Antoff v. Greyhound Post Houses, Inc.

MR. CHIEF JUSTICE HARRISON

delivered the Opinion of the Court.

This is an appeal from an order dismissing an appeal by the claimant Antoff from an order of the Industrial Accident Board to the district court of Yellowstone County.

*253On February 23, 1960, the Industrial Accident Board denied a rehearing to the claimant. From such order, the claimant, on March 21, 1960, served and filed his notice of appeal to the district court upon the attorneys for the employer and insurer. On May 20, 1960, attorneys for the employer and insurer filed a motion to dismiss the appeal upon the grounds that the notice of appeal was filed more than twenty days after notice of the order denying the rehearing, and that the copy of the notice of appeal was not mailed by the claimant but was personally served upon the attorneys. The motion to dismiss was heard on July 6, and on October 17, 1960, the court granted such motion. Claimant took his appeal to this court on October 25.

The claimant contends the court was in error in granting the motion to dismiss.

R.C.M. 1947, § 92-833, provides:

“Within thirty days (30) after the application for a rehearing is denied, or, if the application is granted, within thirty days (30) after the 1’endition of the decision on the rehearing, and within twenty days (20) after notice thereof, any party affected thereby may appeal to the district court of the judicial district of the state of Montana, in and for the comity in said state wherein the accident or injury occurred or the employer may have his place of residence, or if such employer be a corporation, may have its principal office or place of business, and said appeal shall be for the purpose of having the lawfulness of the original order, decision, or award, or order, decision or award on rehearing inquired into and determined. ’ ’

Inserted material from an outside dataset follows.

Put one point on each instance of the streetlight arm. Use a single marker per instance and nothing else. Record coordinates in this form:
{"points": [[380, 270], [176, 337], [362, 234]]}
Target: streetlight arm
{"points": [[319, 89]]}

The record shows that the notice denying rehearing was mailed from the Industrial Accident Board on February 24, 1960.

R.C.M. 1947, § 93-8504, provides:

“In case of service by mail, the notice or other paper must be deposited in the postoffice, addressed to the person on *254whom it is to be served, at his office or place of residence, and postage paid. The service is complete at the time of the deposit, but if within a given number of days after such service a right may be exercised, or an act is to be done by the adverse party, the time within which such right may be exercised or act be done is extended an additional five days.”

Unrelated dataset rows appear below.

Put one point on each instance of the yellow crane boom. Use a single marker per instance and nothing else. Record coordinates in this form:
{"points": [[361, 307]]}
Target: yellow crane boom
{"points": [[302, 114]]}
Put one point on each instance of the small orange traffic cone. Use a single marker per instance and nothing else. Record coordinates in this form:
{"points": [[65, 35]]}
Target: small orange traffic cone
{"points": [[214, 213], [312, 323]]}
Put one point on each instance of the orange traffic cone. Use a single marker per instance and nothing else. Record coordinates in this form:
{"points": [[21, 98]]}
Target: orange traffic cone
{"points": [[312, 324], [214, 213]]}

In the notice of appeal claimant states that the order denying rehearing was received on February 29, 1960, whereas adversary counsel state they received such order on February 25, 1960, and both reside in the same city. For the purposes of this ease we can use the date of February 25, 1960, and applying the provisions of section 93-8504, supra, the notice of appeal was filed within time, and respondent concedes that this is correct in its brief.

The second ground of the motion to dismiss was the point that the statute, section 92-834, R.C.M. 1947, provides that copy of the notice of appeal should be mailed, whereas here it was personally served upon the attorneys who executed an admission of its receipts on March 21, 1960.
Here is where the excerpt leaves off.